Amid a tumbling property market, data showing how much land the developers are buying have gone missing from the public domain. Similarly, the debt level of the country’s local governments has always been an area of concern. But again, there is no clear data on the same. The list is longer.
Business Insider in a report noted that transparency in China’s economic data has always moved the same cycles as its politics. And now with Chinese President Xi Jinping and the Chinese Communist Party openly embracing some of the hardline practices of the past, “data is disappearing in kind.”
“Such decisions negatively impact the sentiments of investors that naturally seek more transparency and disclosure,” an educator, who is based in China told India Narrative.

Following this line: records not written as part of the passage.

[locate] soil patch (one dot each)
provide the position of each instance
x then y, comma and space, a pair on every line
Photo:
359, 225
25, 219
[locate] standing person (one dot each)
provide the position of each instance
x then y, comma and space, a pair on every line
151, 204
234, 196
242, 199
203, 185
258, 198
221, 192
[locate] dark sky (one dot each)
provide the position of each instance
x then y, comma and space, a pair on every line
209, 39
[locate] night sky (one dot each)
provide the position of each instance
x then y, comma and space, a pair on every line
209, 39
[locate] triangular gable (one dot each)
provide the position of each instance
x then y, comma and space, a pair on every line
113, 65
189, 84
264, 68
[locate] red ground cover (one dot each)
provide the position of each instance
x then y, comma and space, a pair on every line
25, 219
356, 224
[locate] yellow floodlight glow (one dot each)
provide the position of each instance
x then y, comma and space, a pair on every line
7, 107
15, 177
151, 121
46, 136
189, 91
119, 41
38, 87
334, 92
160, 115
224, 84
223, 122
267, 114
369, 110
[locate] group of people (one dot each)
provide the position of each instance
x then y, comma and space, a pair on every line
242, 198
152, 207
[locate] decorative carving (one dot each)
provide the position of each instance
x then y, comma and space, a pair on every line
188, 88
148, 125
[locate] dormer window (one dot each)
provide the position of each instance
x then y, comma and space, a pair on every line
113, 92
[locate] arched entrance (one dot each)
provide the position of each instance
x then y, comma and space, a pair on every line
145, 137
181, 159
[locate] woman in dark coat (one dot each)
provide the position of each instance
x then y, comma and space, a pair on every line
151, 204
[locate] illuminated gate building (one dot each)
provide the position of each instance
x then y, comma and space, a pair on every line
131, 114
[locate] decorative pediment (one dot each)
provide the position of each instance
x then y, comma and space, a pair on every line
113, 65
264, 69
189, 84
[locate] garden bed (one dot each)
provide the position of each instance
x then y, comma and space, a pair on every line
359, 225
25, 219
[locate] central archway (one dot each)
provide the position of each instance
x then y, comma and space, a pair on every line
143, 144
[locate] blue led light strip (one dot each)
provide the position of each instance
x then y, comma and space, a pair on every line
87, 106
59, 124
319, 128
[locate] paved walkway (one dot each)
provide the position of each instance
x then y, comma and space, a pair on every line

“As the economic situation worsens, the authorities will get more proactive in window-dressing efforts to suggest that the going is normal,” he said. The trade war with the US has also dented data sharing process of the Chinese.
Data authenticity has always been a thorny issue but the global community and investors have shown little regard for hard data when the going was good in China but now with things going southward, Beijing’s knee jerk reactions are coming to haunt them.
The Business Insider report added that data from exports to cement production — which are arguably more crucial for understanding the country’s structural malaise than youth unemployment — have vanished or become corrupted to the point that they’re no longer useful.
“The economy has been showing signs of a structural slowdown for a long time, but the strain on the system has become so great that the market can no longer ignore it,” it said.
Foreign direct investment (FDI) into China has been slowing down since the Covid 19 pandemic. April-June quarter, reaching the lowest level on record.
In 2022, China attracted FDI of $180.17 billion– a 47.64 per cent decline compared to 2021. This year, the downward trend has continued.
The Japan External Trade Organisation (JETRO) in an internal survey released last December revealed that more than 72 per cent of the Japanese companies were keen to expand their operations in India. But for China, the number was small at only 33.4 per cent.
Asia Nikkei said that doubts about China’s openness to the outside world have also dragged down investment. When AmCham China (American Chamber of Commerce in China) asked members if they had confidence that the country would continue to open up over the next three years, only 34 per cent said yes, down from 61 per cent two years ago, it added.